5. In-Flight Entertainment: Movies, TV, & Messaging
In-flight entertainment has been changing rapidly the last few years and for the better. But Southwest still offers much more of theirs free than is available on many other domestic airlines
Southwest’s current system requires your own device (smartphone, tablet, laptop), but almost all of the entertainment content is entirely free. There are usually about two dozen recently-released movie choices as well about a dozen live streaming TV channels. Southwest also recently added free iMessage and WhatsApp access so you can stay in touch even if you don’t purchase WiFi.
6. Award Tickets
You’ve worked hard for your miles, racking up many hours on planes and spending a lot on credit cards to earn them. So why do so many airlines want to charge you for the privilege of using them? Believe it or not, many airlines do just that. Some airlines do it by charging hefty fuel surcharges on award tickets that can be hundreds of dollars. Others do it by charging fees like close-in award ticketing fees if you want to book a mileage ticket less than 21 days in advance.
There are simply no hidden or tricky fees when redeeming your Rapid Rewards points on Southwest, even if you redeem them for same day travel. The only extra cost you’ll pay for an award ticket is mandated government fees. For US travel, this is $5.60 each way.
7. Seat Assignments
Seat assignments have become an increasingly contentious commodity on most US airlines. Many airlines, especially low cost carriers, charge for the privilege of having any assigned seat. Many others simply make nearly everything but middle seats “preferred” seats that travelers have to pay to book. For parents, it’s a complex game of chicken just trying to find seats together with their kids anywhere on the plane without paying mightily for the privilege.

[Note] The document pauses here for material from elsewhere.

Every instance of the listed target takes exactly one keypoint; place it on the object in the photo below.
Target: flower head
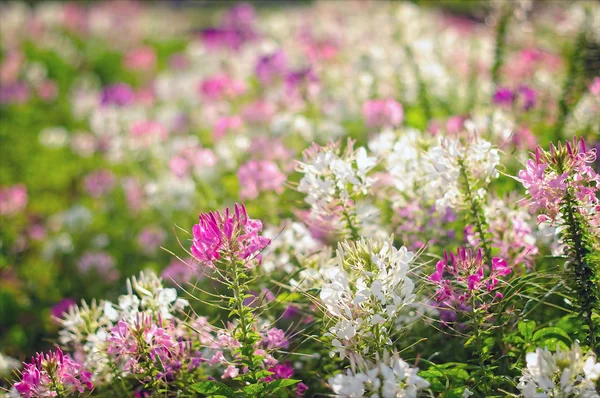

Southwest solves the problem by simply not having assigned seats. Parents with young kids can almost always be assured of seats together because of the airline’s policy of allowing families with kids 6 and under to board between boarding groups A & B. Other travelers can get the seats of their choice by checking in for their flights right at 24 hours in advance and getting an early boarding number.
Southwest offers Early Bird Check-in ($15-25 each way) that you can pay for if you want to be first on the plane when you can access the best seat options. But it truly is optional. It’s entirely possibly to fly the airline regularly, never purchase Early Bird, and still get great seats — as I happen to do!
Honorable Mention: $8 WiFi
Although WiFi isn’t free on Southwest, I thought it deserved a mention. Why? It’s cheap on Southwest compared to the competition. Only JetBlue does better (JetBlue is the only US airline to offer free WiFi to its passengers).
Southwest is certainly next best, charging $8 for a full day of WiFi service, no matter how many flights you are on in a single day. Every other U.S. airline charges a hefty fee for their WiFi service — as much as $25 a day or more if you wait to buy on board your flight. Even the discounted pre-purchased passes are much more expensive.
One other bonus you shouldn’t forget? If you have the Southwest Priority Credit Card from Chase and use that card to purchase WiFi, you get a 20% discount. (Learn about this card and the differences in the three Southwest credit card offerings).
The Bottom Line
Many airlines can nickel and dime with you lots of extras that cost more. My family has chosen to fly Southwest because the money we save with the airline’s free offerings really adds up, even when tickets aren’t necessarily the cheapest up front. Always, always do the overall math before you book with any airline!
Disclosure: I’m a paid ambassador for Southwest Airlines in 2019. All opinions are my own.